The pristine space material may help explain life's beginnings

TREASURE HUNTERS Two spacecraft, Hayabusa2 (left) and OSIRIS-REx (right), began exploring two ancient asteroids in 2018. Both craft are expected to pick up samples of their respective rocks and carry them to Earth.

Shogo Tachibana greeted asteroid Ryugu with dread. The cosmochemist with the University of Tokyo had spent 10 years helping to design a mission to Ryugu's surface. To touch down safely, the spacecraft, Hayabusa2, needs to find broad, flat stretches of fine-grained dust on the asteroid. But on June 27, when Hayabusa2 finally reached its target after a three-and-a-half-year journey , Tachibana got a rude awakening: Ryugu is covered in boulders. Big ones.

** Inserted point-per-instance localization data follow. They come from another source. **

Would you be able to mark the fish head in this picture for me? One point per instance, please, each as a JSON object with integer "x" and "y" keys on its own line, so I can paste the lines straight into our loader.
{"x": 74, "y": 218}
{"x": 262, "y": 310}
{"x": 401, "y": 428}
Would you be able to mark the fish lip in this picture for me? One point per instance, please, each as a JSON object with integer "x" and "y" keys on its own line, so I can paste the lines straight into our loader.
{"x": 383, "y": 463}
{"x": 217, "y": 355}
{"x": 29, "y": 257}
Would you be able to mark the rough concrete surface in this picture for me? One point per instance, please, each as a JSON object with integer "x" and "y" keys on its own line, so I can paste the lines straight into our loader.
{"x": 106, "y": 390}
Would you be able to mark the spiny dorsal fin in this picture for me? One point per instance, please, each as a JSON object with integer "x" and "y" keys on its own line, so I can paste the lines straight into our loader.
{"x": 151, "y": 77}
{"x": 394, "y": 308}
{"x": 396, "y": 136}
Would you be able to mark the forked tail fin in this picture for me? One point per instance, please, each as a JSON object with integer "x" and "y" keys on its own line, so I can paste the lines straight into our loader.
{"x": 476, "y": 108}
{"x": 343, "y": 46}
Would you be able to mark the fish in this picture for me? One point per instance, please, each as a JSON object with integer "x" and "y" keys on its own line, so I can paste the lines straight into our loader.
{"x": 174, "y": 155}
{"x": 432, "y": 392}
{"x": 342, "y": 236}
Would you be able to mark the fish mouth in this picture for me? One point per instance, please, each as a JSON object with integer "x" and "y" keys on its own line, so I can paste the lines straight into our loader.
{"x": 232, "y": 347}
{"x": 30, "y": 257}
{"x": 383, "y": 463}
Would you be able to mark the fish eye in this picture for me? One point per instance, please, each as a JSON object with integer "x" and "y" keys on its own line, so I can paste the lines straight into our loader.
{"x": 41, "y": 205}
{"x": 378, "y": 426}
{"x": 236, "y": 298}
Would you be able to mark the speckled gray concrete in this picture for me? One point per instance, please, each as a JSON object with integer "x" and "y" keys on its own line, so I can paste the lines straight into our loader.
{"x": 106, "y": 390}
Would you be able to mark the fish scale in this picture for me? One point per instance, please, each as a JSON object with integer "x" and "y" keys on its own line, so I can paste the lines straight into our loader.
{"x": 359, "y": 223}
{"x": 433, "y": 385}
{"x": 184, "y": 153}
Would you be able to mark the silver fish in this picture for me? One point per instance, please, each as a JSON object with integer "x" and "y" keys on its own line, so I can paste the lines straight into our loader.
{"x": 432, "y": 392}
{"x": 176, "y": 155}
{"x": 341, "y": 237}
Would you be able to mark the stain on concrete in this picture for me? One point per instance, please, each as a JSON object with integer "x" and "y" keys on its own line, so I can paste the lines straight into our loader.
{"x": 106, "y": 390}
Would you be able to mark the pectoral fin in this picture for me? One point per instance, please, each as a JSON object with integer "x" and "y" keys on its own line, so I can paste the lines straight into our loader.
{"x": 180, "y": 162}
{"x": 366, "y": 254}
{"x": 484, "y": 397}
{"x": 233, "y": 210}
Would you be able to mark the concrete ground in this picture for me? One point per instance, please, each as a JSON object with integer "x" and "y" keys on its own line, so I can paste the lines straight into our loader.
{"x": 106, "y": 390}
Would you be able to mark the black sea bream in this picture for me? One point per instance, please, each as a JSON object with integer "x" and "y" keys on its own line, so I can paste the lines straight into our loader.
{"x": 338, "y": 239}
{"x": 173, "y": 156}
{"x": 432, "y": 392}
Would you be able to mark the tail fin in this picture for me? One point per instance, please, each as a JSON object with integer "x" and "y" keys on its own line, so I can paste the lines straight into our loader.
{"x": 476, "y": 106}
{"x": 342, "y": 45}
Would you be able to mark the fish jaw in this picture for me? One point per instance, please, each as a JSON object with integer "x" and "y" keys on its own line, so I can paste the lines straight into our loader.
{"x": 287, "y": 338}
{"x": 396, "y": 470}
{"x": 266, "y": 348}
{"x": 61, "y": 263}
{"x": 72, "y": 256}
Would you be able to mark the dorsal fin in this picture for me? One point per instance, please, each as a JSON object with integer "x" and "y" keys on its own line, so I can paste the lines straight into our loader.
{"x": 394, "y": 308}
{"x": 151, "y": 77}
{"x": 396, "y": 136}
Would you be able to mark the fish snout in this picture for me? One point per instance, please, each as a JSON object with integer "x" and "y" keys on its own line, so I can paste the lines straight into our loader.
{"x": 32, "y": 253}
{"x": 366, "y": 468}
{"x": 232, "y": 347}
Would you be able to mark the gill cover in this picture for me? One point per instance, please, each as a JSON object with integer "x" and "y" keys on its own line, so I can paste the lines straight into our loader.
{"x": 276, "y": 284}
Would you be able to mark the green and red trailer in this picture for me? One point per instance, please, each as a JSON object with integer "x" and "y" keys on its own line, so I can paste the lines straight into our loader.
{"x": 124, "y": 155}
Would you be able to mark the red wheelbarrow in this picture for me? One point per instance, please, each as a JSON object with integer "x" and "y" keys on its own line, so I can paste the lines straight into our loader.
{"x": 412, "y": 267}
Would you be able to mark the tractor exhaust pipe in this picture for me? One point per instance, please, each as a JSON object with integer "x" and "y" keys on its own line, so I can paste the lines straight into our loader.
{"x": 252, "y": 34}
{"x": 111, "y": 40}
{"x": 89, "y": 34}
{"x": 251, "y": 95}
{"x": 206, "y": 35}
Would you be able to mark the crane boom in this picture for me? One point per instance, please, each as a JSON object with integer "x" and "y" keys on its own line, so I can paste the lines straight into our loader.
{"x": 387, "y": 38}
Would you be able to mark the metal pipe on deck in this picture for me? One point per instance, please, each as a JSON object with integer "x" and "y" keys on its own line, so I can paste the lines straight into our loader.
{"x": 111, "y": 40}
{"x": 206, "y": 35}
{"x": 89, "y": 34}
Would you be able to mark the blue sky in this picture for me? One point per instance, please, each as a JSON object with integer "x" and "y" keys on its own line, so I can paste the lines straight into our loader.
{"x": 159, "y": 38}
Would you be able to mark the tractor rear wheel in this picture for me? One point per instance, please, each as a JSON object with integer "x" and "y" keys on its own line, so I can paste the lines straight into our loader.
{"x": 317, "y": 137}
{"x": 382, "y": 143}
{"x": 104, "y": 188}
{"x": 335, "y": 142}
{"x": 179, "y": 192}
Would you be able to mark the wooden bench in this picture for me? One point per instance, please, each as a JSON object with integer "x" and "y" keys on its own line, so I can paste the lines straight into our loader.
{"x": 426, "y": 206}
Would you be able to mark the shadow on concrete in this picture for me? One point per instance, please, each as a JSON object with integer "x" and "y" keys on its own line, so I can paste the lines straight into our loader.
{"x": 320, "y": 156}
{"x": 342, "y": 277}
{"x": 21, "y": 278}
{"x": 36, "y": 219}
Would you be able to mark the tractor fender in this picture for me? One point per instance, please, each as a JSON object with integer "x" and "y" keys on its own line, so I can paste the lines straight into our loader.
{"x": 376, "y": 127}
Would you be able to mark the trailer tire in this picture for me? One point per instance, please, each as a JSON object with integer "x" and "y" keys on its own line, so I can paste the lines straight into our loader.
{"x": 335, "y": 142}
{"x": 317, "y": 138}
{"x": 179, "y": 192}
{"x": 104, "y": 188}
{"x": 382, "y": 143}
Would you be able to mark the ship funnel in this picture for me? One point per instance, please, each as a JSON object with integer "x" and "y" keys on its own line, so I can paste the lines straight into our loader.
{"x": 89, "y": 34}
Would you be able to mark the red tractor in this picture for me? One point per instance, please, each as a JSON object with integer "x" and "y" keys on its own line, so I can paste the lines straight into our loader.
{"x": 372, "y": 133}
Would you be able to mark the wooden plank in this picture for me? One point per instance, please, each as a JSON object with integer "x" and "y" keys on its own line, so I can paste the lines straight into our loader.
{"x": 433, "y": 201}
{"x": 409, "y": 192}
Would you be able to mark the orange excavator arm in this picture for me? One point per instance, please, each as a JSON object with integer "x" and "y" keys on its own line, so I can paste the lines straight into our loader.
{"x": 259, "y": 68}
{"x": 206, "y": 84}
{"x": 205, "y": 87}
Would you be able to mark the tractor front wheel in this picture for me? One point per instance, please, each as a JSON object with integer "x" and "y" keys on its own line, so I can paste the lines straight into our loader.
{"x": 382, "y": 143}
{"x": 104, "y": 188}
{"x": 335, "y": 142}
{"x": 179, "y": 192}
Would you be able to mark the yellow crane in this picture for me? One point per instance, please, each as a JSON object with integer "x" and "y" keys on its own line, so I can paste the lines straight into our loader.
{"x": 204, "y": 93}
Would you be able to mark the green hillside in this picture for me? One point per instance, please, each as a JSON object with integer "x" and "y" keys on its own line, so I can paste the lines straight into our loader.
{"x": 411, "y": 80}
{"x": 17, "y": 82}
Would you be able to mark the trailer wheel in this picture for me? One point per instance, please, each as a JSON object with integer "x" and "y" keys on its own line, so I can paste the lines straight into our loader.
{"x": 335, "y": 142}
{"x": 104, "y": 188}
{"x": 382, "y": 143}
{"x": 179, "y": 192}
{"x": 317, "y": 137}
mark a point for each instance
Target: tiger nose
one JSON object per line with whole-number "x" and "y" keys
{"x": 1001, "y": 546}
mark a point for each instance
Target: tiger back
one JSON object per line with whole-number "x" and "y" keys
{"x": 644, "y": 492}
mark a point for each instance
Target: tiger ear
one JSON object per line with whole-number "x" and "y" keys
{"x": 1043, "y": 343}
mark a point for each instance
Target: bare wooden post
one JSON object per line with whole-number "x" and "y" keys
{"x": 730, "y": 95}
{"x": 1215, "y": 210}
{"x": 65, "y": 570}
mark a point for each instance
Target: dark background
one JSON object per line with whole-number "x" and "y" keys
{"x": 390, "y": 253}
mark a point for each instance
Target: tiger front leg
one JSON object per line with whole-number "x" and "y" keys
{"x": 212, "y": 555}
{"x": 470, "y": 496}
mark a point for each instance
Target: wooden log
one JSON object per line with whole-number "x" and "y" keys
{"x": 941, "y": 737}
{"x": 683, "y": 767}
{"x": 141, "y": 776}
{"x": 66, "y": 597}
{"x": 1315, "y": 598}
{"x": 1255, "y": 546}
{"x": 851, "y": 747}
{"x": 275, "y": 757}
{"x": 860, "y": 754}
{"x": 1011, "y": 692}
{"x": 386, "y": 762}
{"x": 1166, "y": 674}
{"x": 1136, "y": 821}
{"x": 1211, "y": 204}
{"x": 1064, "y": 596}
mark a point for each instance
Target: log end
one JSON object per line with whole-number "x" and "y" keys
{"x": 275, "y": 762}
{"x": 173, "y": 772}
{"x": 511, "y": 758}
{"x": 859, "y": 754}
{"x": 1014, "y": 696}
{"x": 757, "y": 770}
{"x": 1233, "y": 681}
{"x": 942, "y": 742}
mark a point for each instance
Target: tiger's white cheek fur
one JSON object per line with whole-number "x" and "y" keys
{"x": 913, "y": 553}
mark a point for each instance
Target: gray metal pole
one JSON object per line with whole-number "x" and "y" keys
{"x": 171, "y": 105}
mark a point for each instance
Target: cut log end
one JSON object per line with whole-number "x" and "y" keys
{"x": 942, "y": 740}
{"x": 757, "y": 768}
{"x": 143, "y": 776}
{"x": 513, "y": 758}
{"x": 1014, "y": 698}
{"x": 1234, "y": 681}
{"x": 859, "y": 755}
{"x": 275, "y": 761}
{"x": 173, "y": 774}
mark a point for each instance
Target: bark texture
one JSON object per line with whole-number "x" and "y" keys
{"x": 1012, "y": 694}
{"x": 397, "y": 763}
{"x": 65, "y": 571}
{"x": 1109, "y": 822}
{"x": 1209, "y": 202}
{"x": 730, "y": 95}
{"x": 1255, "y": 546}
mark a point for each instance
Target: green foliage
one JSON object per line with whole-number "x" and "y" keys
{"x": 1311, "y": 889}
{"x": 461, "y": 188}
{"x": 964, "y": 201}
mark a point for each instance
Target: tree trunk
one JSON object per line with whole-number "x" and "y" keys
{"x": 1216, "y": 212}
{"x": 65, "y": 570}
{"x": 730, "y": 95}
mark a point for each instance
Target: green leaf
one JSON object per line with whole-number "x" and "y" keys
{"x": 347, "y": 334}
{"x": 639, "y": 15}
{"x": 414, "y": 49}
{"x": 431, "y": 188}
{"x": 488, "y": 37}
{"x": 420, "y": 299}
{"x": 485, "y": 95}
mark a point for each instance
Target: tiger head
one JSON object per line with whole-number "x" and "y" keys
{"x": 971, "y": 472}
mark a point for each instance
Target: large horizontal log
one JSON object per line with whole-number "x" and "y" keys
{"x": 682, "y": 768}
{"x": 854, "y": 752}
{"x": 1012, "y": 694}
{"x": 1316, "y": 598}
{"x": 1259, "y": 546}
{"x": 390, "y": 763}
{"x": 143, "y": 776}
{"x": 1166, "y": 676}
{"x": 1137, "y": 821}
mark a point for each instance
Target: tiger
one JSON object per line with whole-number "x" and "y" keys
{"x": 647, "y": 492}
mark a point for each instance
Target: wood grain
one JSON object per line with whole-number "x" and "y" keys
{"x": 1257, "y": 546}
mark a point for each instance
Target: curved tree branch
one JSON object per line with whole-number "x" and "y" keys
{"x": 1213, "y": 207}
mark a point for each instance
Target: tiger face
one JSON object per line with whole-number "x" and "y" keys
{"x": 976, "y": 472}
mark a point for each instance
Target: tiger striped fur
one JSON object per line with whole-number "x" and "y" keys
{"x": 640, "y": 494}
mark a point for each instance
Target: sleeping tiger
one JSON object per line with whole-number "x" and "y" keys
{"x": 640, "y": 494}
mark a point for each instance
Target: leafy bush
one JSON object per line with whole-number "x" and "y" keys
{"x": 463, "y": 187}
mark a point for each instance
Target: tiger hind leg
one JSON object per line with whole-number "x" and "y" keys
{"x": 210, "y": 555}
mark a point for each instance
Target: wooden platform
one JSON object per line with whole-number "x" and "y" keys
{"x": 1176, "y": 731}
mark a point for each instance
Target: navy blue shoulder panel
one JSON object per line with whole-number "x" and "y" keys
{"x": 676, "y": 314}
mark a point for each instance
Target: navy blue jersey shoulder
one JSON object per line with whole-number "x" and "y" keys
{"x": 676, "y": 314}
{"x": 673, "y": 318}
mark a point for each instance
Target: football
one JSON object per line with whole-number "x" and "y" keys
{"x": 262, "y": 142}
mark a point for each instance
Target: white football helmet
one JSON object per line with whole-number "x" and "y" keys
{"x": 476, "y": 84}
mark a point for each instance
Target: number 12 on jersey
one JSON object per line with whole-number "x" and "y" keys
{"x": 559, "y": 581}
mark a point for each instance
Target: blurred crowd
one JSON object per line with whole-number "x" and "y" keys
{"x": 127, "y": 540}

"We cannot find a 100 percent safe place to touch down," Tachibana says. "It seems to be a very dangerous place." If Hayabusa2 can deal with the boulders - and any other challenges that arise - it will become only the second spacecraft to bring a piece of an asteroid back to Earth. And the mission will answer questions that its predecessor couldn't. The original Hayabusa mission visited a sand- and rock-covered asteroid called Itokawa in 2005. But Itokawa has the wrong chemical makeup to address big questions about the origin of life that Ryugu, which is carbon-rich, is well suited for. And Hayabusa suffered a series of calamities that caused it to return to Earth several years late, with less than 2,000 grains of precious asteroid dust. Tachibana and colleagues from the Japanese Aerospace Exploration Agency, or JAXA, are counting on Haybusa2 to return bits of Ryugu's surface to Earth in 2020. And if a daring plan to blow a crater into the asteroid works, the spacecraft will get some subsurface grains as well.

A sister project from NASA, the OSIRIS-REx mission, arrived at an asteroid called Bennu in December to bring samples back in 2023 The two spacecraft face daunting challenges. The probes must investigate objects that have so little gravity that sunlight can knock them off their orbits. If the probes manage to pick up samples, the spacecraft must keep the dust pristine during the trip back to Earth. To get the most out of the missions, the Japanese and American teams are trying to work together across cultural and bureaucratic divides.